Silas Huber

Personal information
- Full name: Silas Simon Huber
- Date of birth: 10 July 2005 (age 20)
- Place of birth: Aarau, Switzerland
- Height: 1.97 m (6 ft 6 in)
- Position: Goalkeeper

Team information
- Current team: FC Zürich
- Number: 1

Youth career
- 2013–2015: FC Entfelden
- 2015–2023: FC Aarau

Senior career*
- Years: Team / Apps / (Gls)
- 2023–: FC Zürich U21 / 24 / (0)
- 2025–: FC Zürich / 16 / (0)

International career^{‡}
- 2021–2022: Switzerland U17 / 4 / (0)
- 2023: Switzerland U18 / 3 / (0)
- 2023–2024: Switzerland U19 / 8 / (0)
- 2024: Switzerland U20 / 3 / (0)
- 2025–: Switzerland U21 / 8 / (0)

= Silas Huber =

Swiss footballer (born 2005)

Silas Simon Huber (born 10 July 2005) is a Swiss professional footballer who plays as a goalkeeper for Swiss Super League club FC Zürich.

==Club career==
Huber is a product of the youth academies of the Swiss clubs FC Entfelden and FC Aarau. On 23 June 2023, he transferred to FC Zürich, where he was originally assigned to their reserves.

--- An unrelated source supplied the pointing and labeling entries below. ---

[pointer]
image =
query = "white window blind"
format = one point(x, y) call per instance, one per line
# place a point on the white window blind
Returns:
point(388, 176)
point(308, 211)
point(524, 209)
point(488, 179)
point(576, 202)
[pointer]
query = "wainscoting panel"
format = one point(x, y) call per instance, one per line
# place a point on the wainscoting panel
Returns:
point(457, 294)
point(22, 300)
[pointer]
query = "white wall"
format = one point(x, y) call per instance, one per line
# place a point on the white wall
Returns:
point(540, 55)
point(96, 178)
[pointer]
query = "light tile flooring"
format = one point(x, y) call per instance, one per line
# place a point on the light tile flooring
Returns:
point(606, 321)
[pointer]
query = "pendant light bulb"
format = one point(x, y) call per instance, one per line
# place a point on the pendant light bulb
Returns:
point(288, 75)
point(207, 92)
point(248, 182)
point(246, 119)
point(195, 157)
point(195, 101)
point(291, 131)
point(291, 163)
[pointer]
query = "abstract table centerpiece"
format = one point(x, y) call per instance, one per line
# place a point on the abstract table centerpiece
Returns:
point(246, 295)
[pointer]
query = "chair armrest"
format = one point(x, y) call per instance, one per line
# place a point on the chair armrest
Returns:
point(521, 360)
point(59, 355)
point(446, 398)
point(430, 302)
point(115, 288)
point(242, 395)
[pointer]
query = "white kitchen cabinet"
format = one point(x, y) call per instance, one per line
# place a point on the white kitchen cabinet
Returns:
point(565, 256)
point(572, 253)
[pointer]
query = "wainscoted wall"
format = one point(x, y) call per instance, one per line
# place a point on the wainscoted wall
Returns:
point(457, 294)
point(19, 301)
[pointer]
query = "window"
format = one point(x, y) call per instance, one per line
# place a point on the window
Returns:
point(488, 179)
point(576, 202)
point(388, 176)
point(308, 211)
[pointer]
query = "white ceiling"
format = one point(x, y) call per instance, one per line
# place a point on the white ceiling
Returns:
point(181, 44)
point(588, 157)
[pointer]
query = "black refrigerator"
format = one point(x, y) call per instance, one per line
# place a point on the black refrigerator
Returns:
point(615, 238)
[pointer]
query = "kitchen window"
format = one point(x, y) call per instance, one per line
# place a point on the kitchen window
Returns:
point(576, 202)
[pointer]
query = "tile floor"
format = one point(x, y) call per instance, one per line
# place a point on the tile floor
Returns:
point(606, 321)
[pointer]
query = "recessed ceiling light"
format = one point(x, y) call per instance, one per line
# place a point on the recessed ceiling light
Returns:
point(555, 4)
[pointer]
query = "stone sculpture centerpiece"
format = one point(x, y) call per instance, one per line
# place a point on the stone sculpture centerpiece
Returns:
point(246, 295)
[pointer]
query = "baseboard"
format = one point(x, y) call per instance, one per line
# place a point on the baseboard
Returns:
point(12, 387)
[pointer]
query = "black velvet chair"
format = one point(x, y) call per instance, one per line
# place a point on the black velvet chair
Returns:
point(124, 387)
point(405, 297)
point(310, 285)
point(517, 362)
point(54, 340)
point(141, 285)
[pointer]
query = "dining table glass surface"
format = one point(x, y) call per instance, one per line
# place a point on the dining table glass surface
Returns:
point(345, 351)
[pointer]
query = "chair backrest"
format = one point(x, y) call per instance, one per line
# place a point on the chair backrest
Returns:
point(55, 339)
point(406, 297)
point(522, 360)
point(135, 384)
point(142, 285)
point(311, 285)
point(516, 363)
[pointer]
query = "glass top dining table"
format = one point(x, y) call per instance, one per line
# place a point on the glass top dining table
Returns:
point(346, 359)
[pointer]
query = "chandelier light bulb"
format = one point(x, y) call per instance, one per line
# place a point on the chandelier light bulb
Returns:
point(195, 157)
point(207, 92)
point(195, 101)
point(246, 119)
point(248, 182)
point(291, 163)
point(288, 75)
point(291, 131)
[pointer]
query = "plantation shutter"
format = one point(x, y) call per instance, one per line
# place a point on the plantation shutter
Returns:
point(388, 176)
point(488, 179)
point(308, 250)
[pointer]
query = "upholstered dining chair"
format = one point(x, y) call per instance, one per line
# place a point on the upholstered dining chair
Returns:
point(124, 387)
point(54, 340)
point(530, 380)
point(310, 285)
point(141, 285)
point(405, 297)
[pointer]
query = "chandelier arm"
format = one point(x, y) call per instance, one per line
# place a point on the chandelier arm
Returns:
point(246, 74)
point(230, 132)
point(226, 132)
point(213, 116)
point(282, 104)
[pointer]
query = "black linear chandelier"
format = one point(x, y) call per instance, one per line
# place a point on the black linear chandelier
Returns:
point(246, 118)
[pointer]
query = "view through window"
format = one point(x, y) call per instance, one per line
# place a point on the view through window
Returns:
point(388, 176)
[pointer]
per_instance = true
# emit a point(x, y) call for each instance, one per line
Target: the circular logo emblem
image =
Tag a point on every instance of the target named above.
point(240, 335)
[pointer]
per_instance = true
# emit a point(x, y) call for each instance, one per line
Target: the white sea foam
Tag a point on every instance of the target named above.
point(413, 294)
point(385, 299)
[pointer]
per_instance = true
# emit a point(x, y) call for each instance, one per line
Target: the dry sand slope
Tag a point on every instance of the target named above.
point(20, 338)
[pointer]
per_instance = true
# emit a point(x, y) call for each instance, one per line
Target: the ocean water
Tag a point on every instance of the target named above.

On 2 October 2024 he was promoted as FC Zürich's third goalkeeper on a contract until 2028. He made his senior and professional debut with FC Zürich in a 3–0 Swiss Super League loss over BSC Young Boys on 1 February 2026.

==International career==
Huber is a youth international for Switzerland, and was called up to the Switzerland U21s for a set of 2027 UEFA European Under-21 Championship qualification matches in October 2025.